Following his military service, Belko briefly returned to Lewiston, then moved to the University of Idaho in Moscow and coached the Vandal freshman teams in football and basketball. Idaho State
In 1950, Belko was hired as the head basketball coach at Idaho State College in Pocatello.
His Bengals soon dominated the Rocky Mountain Athletic Conference and made the National Collegiate Athletic Association tournament in four consecutive seasons (1953-1956). The National Collegiate Athletic Association tournament field varied from 22 to 25 teams in the mid-1950s.
Belko"s six-season record at Idaho State was 109–51 (681), and he was named the conference coach of the year three times.
The Bengals" conference record in his last four seasons was 39–3 (929). Oregon
Belko was the head coach of the Ducks for fifteen seasons and posted a 179–211 (459) record, with a 44–102 (301) record in conference play. His teams made the National Collegiate Athletic Association tournament twice, in 1960 and 1961, as an independent.
The 1960 team advanced to the Western regional finals, the national quarterfinals (Elite 8).

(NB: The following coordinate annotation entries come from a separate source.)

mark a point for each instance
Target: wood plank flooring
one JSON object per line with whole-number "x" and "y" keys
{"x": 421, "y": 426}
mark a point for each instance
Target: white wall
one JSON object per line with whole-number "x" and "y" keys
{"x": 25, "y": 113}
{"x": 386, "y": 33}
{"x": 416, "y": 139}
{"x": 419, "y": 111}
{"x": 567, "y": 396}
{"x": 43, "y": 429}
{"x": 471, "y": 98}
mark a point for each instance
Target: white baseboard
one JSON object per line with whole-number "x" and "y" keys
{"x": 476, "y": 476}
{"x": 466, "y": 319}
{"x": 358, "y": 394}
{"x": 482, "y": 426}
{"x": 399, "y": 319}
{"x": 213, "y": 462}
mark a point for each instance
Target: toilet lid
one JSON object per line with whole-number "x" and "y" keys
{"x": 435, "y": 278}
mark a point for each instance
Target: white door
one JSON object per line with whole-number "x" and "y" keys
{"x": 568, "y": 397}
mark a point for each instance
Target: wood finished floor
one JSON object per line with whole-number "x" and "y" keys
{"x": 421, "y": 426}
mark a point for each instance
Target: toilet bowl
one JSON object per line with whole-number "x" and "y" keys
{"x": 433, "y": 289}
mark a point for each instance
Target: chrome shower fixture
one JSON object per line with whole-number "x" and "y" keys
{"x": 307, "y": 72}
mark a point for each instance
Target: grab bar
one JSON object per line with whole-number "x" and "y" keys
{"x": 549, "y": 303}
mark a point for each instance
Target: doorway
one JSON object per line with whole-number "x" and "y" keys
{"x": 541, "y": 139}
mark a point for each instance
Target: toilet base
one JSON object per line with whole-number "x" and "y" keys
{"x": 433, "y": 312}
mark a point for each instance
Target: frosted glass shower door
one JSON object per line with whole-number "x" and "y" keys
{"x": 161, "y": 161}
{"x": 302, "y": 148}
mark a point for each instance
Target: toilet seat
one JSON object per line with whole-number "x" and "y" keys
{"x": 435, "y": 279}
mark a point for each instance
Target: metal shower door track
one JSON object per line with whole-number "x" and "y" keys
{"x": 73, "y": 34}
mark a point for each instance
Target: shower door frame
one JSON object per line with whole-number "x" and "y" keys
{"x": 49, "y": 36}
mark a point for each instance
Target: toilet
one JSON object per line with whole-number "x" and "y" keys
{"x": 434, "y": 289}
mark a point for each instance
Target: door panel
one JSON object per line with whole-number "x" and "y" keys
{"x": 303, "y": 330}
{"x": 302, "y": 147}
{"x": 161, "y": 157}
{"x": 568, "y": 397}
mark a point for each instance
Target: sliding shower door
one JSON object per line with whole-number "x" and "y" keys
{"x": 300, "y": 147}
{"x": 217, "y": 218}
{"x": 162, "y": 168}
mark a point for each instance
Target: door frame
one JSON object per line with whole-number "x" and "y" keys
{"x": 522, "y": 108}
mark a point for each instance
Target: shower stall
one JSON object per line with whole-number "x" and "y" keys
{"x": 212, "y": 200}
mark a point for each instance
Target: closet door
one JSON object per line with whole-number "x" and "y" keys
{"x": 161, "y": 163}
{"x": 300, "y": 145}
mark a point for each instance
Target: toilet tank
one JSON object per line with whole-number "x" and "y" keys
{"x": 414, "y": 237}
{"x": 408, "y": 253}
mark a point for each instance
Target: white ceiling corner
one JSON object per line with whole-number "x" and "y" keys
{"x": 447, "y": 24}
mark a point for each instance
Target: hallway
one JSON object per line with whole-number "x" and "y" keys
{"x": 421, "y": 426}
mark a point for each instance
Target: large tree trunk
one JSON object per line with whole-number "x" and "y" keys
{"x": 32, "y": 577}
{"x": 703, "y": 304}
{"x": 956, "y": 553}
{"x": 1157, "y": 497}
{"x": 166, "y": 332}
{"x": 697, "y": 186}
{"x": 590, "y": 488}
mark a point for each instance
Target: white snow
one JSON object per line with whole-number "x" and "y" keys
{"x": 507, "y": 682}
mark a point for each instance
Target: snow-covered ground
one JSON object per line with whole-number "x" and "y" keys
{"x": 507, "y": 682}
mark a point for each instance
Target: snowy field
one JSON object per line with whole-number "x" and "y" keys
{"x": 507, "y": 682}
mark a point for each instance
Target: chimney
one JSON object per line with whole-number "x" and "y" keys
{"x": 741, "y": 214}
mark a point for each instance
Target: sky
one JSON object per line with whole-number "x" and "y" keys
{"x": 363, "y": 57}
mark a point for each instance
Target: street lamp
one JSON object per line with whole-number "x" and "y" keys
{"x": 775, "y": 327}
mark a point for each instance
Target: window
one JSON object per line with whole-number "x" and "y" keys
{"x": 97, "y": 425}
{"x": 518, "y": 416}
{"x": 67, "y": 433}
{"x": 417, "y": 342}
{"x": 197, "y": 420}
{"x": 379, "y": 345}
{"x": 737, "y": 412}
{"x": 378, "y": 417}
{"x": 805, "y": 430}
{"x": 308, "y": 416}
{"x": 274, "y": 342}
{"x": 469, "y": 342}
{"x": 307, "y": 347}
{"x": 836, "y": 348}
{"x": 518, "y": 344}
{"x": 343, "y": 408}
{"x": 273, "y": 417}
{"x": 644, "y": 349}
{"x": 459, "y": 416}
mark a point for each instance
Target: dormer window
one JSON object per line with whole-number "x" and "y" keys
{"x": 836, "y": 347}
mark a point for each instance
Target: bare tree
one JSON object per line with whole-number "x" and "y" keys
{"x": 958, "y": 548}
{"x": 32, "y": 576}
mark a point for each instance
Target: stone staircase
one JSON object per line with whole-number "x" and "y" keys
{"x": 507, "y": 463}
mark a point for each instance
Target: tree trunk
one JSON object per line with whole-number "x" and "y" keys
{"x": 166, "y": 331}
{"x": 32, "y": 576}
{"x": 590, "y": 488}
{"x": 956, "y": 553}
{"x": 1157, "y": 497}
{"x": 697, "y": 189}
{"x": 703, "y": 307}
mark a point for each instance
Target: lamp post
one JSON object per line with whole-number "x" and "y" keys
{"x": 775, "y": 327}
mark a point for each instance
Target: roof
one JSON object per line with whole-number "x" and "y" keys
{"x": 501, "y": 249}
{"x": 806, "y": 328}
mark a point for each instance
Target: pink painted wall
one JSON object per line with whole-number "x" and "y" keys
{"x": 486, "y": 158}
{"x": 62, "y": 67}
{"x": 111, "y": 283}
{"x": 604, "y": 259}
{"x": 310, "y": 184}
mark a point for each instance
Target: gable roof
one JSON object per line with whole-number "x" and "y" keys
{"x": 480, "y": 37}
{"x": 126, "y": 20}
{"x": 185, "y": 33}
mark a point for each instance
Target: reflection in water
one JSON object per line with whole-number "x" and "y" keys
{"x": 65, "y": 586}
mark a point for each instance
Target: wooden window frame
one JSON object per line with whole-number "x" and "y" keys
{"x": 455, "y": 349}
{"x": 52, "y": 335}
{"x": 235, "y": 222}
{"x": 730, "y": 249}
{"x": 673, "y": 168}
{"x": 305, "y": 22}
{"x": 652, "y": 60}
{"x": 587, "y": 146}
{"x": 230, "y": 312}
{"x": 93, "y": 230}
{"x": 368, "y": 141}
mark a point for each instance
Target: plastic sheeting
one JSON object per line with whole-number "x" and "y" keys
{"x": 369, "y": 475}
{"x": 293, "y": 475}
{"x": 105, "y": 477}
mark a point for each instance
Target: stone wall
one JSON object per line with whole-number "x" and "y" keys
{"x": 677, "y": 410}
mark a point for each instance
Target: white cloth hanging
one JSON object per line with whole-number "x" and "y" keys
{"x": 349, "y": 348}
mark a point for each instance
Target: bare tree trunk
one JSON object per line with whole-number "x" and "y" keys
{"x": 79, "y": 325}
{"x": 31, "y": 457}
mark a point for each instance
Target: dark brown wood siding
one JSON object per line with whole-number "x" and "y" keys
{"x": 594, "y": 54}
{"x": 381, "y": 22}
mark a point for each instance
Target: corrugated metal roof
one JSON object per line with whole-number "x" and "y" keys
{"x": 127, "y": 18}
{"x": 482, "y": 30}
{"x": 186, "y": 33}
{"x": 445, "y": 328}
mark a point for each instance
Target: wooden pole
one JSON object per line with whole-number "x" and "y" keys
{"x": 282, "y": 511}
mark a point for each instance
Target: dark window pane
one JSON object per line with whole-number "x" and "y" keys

After five years as an independent, Oregon joined the Pacific-8 Conference (then "AAWU") for the 1964-1965 season. Following a pair of 17–9 seasons, Belko stepped down in April 1971 at age 55 and remained in Eugene as the assistant athletic director at Oregon.
Career coaching record
After a year as assistant athletic director, Belko left the Oregon athletic department in 1972 to direct the Far West Classic basketball tournament in Portland for three years. In 1975, he moved to Boise to work for the Big Sky Conference as an evaluator of basketball officials.
Belko was named commissioner of the conference in December 1976 and served from 1977 to 1981.
When the assistant basketball coach at University of Southern California that recruited him got the head job at Idaho, also a member of the Pacific Coast Conference, Belko followed Forrest Twogood north in 1936 and hitchhiked over a thousand miles (1600 km) to Moscow. He was a member of the Sigma Chi fraternity and was senior class president This success led to his hiring in June 1956 at Oregon, then a member of the Pacific Coast Conference.